WASHINGTON: A draft item approving the proposed joint venture between Comcast and NBC Universal is circulating at the Federal Communications Commission, senior officials there said this morning. The FCC’s role is to determine whether or not the merging companies demonstrate the deal serves the public interest. FCC Chairman Julius Genachowski’s draft item indicates they’ve done so, but takes additional concerns into consideration.
Without providing details, the officials said the draft covers program access by competing pay TV carriers, for example. Competing cable operators, particularly smaller ones, have lobbied hard against the deal, which would give Comcast a majority stake in NBC Universal. As a result, it will have control over the NBC and Telemundo broadcast networks, 26 TV stations, NBCU TV production, syndication and news. This is in addition to its own ownership in 23 cable networks, production operations and cable distribution network--the largest in the United States with 24 million subscribers.
Competing operators are fearful that Comcast could price its content networks out of reach, rendering them inaccessible.

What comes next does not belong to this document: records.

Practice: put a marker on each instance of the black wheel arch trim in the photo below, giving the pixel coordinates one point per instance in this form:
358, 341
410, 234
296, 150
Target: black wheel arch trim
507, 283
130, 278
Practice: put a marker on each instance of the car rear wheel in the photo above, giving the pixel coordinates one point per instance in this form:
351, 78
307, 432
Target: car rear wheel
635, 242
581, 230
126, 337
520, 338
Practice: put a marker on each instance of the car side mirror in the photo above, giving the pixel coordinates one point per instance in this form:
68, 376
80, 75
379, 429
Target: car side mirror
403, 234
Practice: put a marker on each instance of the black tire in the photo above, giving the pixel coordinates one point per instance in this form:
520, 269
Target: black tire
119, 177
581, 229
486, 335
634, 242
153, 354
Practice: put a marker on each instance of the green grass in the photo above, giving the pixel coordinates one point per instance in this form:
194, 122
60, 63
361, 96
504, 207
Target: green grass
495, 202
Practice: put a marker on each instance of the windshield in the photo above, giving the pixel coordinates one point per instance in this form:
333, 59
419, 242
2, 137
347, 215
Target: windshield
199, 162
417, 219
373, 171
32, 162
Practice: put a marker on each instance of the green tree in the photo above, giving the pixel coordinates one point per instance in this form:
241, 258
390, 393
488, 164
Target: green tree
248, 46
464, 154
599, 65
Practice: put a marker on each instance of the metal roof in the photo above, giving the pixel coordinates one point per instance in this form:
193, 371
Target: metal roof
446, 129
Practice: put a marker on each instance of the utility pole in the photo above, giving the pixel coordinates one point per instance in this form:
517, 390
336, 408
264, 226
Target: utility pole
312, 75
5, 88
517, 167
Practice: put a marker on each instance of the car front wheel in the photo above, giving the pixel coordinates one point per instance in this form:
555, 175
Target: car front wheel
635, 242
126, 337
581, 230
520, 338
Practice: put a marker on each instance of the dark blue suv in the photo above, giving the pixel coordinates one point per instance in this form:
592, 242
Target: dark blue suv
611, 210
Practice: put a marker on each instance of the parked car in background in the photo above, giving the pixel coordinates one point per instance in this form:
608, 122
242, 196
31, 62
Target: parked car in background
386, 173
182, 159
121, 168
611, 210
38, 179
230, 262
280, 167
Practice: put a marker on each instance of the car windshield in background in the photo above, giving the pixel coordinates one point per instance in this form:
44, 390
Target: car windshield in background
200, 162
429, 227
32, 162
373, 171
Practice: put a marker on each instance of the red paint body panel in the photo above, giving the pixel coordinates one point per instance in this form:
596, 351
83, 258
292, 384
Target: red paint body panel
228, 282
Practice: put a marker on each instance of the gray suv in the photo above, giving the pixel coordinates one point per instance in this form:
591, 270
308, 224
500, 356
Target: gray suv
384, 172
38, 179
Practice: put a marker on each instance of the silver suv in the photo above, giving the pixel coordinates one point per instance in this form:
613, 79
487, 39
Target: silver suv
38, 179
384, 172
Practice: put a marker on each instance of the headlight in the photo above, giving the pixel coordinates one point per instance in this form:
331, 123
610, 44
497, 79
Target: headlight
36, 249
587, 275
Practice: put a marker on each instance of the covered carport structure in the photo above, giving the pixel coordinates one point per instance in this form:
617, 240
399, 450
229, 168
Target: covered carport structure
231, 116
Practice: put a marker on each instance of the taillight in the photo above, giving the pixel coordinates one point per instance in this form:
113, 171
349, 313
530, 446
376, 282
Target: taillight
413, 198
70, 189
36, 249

The same goes for online content access, which the draft is also said to address.
In turn, it also covers carriage of competing and independent networks on Comcast cable and broadband systems. Finally, diversity and localism are addressed, the FCC officials said.
It was not clear when the item would be brought to vote, but it’s not expected before the end of the year. General Electric, owner of NBCU, acknowledged as much today.
“While we understand that the FCC and the Department of Justice continue to make good progress toward approval of the sale of a majority stake in NBCU to Comcast, because of the lead time required, we will not close by year-end 2010,” GE said in a fourth-quarter update. “We expect that closing will occur in January 2011.”
The FCC received 30,000 comments on the proposed merger since Comcast and NBCU filed for approval last January. The deal provides Comcast with a 51 percent stake in a joint venture comprised of the NBCU properties, with the option of buying the other 49 percent from GE over the next three to seven years. The transaction would make Comcast the largest media company in U.S. history and it would mark the first time a pay TV distributor would own a major broadcast network.